Our work colleagues, friends and even family. We can never assume we know what’s going on in people’s lives. Until there is solid scientific evidence of telepathy then we’re not going to know unless people express their feels and concerns. All genders have hardships, so I’m not going to claim we have to treat everyone the same. The reality is that you’ve got to treat everyone how they like to be treated and how their needs fit. Where counselling might help one depressed man, medication might be the only solution for another. The stigma we have towards mental health problems and disorders is upsetting. People not only criticise those with disorders but they belittle them and make them feel as though they aren’t even a person.

Why should we talk about mental health?

Other than the fact that mental health disorders affect so many of us throughout our lives, you should be talking about them for some many other reasons. We need to be educated on these disorders. Do you know the symptoms of chicken pox? I’m guessing you do. They’re easy, right? A cold, itchiness and raised lumps on the skin. Now if I asked you the symptoms of Schizophrenia you probably wouldn’t know unless you worked in that field. Around just under 4 million people are affected by Chickenpox every year and it’s curable with medication. Now tell me why it’s ok that nearly 2 million people suffer from schizophrenia each year and we can’t roll the symptoms off our tongues? Normally, it would be symptoms like voices in your head and visions. However, schizophrenia is an umbrella for so many other disorders this is just the tip of the iceberg.

We need to start learning about mental health in schools.

Young children should be able to calm someone down from an anxiety attack like they can spoon some Calpol into their mouths. Teenagers shouldn’t be suffering in silence over exam stress and depression. Adults shouldn’t be going to work even though they’ve had a psychotic episode the night before. Yet they do, why? Because our society is yet to fully be aware of these problems.

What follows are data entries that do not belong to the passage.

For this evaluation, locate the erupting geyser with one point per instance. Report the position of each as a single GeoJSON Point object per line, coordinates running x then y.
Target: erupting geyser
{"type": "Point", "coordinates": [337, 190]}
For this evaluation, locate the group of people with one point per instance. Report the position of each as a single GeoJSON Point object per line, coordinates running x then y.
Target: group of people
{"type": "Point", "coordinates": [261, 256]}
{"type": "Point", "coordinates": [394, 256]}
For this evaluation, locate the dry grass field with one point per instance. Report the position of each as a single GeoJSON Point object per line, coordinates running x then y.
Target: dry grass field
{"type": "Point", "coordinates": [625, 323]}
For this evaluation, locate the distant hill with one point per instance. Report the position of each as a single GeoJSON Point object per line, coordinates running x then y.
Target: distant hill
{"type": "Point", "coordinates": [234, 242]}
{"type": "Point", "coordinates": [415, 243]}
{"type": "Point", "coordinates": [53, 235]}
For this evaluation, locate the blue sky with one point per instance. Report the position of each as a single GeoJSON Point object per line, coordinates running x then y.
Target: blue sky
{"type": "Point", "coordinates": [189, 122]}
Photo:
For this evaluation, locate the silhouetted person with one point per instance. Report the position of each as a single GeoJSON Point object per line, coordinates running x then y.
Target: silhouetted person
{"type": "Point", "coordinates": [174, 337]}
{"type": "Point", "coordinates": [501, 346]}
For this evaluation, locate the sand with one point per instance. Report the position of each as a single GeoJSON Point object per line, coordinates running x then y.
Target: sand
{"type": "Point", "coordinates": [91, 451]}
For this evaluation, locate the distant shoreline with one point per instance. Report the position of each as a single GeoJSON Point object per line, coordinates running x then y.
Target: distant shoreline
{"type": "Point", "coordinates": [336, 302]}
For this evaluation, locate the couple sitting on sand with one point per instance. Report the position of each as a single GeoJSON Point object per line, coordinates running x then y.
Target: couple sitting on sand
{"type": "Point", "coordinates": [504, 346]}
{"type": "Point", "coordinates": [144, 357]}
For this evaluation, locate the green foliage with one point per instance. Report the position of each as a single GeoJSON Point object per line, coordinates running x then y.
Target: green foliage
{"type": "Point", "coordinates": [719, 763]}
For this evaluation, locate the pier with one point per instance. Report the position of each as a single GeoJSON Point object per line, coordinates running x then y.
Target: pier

It’s about educating ourselves and the people around us on not just the symptoms but how we can help and where we can get that help from.
I’ve spoken to so many people in my life that won’t go and see someone even though they think they need help. Yet, if they suspected they had a throat infection they’d be at the doctor’s straight away. There are so many services out there that are free and that provide help for those suffering from a mental health disorder but they aren’t being used to their potential because people just aren’t aware they exist.

Why do we have stereotypes?

Depression isn’t just feeling sad all the time, anxiety isn’t just feeling worried all the time and bipolar isn’t just about having big mood swings. There is so much more to these disorders, just like the idea that there isn’t one type of cancer. Depression can come in many forms and they’re not always easy to spot. Stereotyping mental health puts everyone in the same box which is completely wrong. Would you put someone under the same illness if one had alopecia and the other had a tumour? I know I wouldn’t. We need to start breaking down the stereotypes of these disorders and no only being aware of their true form but realising that they’re all completely different to each other.

How can you help?

Well, it’s pretty simple really. I’m not saying go out and raise money for a mental health charity like MIND or something like that (although that would be amazing). Just look a little more at these disorders and know how to spot them. Be there for people when they need you and know what to do if someone needs help or guidance. The best thing you could do for someone who thinks they’re suffering from a mental health disorder is to get them help. Whether that is a counsellor, support worker or a therapist. There are so many options and don’t let them think that there isn’t.
Next time someone jokes about having an eating disorder or depression educate them. Them the facts about these disorders, that the fact that 725,000 people suffer from an eating disorder every year. Or that 6,639 people have committed suicide since the start of 2017. Then maybe they’ll start talking about mental health problems like they do with illnesses they can actually see.
It’s time to change, don’t wait for anyone else.
Be the change you wish to see in the world.